Pour y arriver, environ 30.000 fonctionnaires de l'administration publique, dont 6.000 n'ont pas encore atteint l'âge de la retraite anticipée, sont concernés par l'opération des départs volontaires, qui de l'avis des promoteurs du projet permettra d'avoir un impact positif sur la masse salariale, en ce sens que celle-ci sera de l'ordre de 60 milliards DH en 2005, soit 12,5 % du Produit Intérieur Brut (PIB). Le gouvernement a ainsi met en place des mesures incitatives visant à favoriser les départs volontaires.

Parmi ces mesures, l'on cite l'élargissement du champ de son application pour englober toutes les catégories de fonctionnaires, y compris ceux ne remplissant pas les conditions de la retraite anticipée, sachant bien que ces derniers peuvent demander la récupération des cotisations versées à la CMR.

Ces mesures concernent également la comptabilisation de la prime de départ sur la base d'un mois et demi de salaire pour chaque année de travail exonéré d'impôt, avec un plafond de 36 mois pour les fonctionnaires classés à l'échelle 6 et plus. Cette opération portera de 15 à 100 % le quota des fonctionnaires désireux de partir en retraite anticipée.

Ces mesures incitatives comprennent la prise en compte de la pension de retraite des anciens fonctionnaires sur la base de 2 % du salaire de base et des indemnités fixes jusqu'à l'âge légal de retraite et sur la base de 2,5 % du salaire de base et des indemnités fixes qu'ils percevaient en quittant la fonction publique après avoir atteint l'âge légal de retraite.

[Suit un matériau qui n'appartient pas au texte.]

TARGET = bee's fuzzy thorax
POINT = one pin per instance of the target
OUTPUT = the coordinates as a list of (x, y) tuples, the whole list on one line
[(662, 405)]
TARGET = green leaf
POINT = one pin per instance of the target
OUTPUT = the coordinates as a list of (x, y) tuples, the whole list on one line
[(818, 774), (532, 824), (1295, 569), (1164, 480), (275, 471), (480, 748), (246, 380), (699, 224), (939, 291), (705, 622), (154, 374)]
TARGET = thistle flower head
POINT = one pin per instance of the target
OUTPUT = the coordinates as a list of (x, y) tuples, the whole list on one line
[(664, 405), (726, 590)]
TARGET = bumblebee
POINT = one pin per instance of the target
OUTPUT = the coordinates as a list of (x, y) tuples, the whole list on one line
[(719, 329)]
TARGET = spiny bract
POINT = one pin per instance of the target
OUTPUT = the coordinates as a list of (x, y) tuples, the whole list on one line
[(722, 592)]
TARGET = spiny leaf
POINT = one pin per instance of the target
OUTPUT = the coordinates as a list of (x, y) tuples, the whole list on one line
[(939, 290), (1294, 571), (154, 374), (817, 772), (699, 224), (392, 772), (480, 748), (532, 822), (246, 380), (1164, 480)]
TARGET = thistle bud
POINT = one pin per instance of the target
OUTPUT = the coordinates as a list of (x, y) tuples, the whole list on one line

Le montant global des indemnisations de ces fonctionnaires devrait atteindre 4,4 milliards de dirhams. Si ces fonctionnaires, dont l'âge varie entre 45 et 59 ans, choisissent de poursuivre leur carrière au sein de la fonction publique jusqu'à l'âge réglementaire de départ à la retraite, la masse salariale de cette catégorie s'élèvera à 27 milliards de DHS.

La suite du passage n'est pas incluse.